My brother in law paid a ridiculous amount (over 1/2 his income) to his ex every month for 5 years after their separation and divorce, plus gave her everything including the marital home. This is on top of paying for a home for himself and his two children from his first marriage and the every day costs of living. Just please be careful of what you agree to at this point. Your judgement is clouded by pain and confused by matters of the heart. Please do not let that ruin your future…


#8

I now have an appointment with an attorney, all details were agreed upon between my wife and i. I know that since i retained the attorney that the attorney represents me and not my wife. she said she does not want one, my question is since she will not get an attorney to look over the seperation agreement can she later on if she changes her mind claim that an attorney did not look over it and that she did not what she was signing. Can this make the agreement null and void?


#9

By chance, do you have an email in which you suggest to her that she should get an attorney to look after her? Did she reply in the negative? If so, I’d say that you’re absolutely covered if you keep the email.

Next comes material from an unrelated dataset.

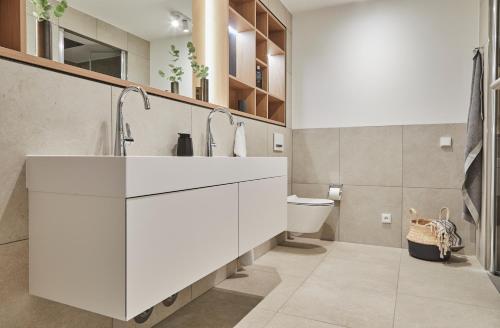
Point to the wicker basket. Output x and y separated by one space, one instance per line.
420 231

Otherwise, for the most part, I’d say that you are secure if the agreement is signed by both parties and notarized. In essence, it’s a private contract between individuals at that point and as long as she doesn’t have a debilitating mental condition, she was of sound mind when she signed.


#10

I have my credit cards, we have a joint and she has hers…What constitute marital debt?

thanks.


#11

Any debt, regardless of whose name it is in is marital so long as it was incurred during the marriage and for the benefit of the marriage. The courts interpret pretty much all purchases as “for the benefit of the marriage”, clothes, groceries, regular expenses ect.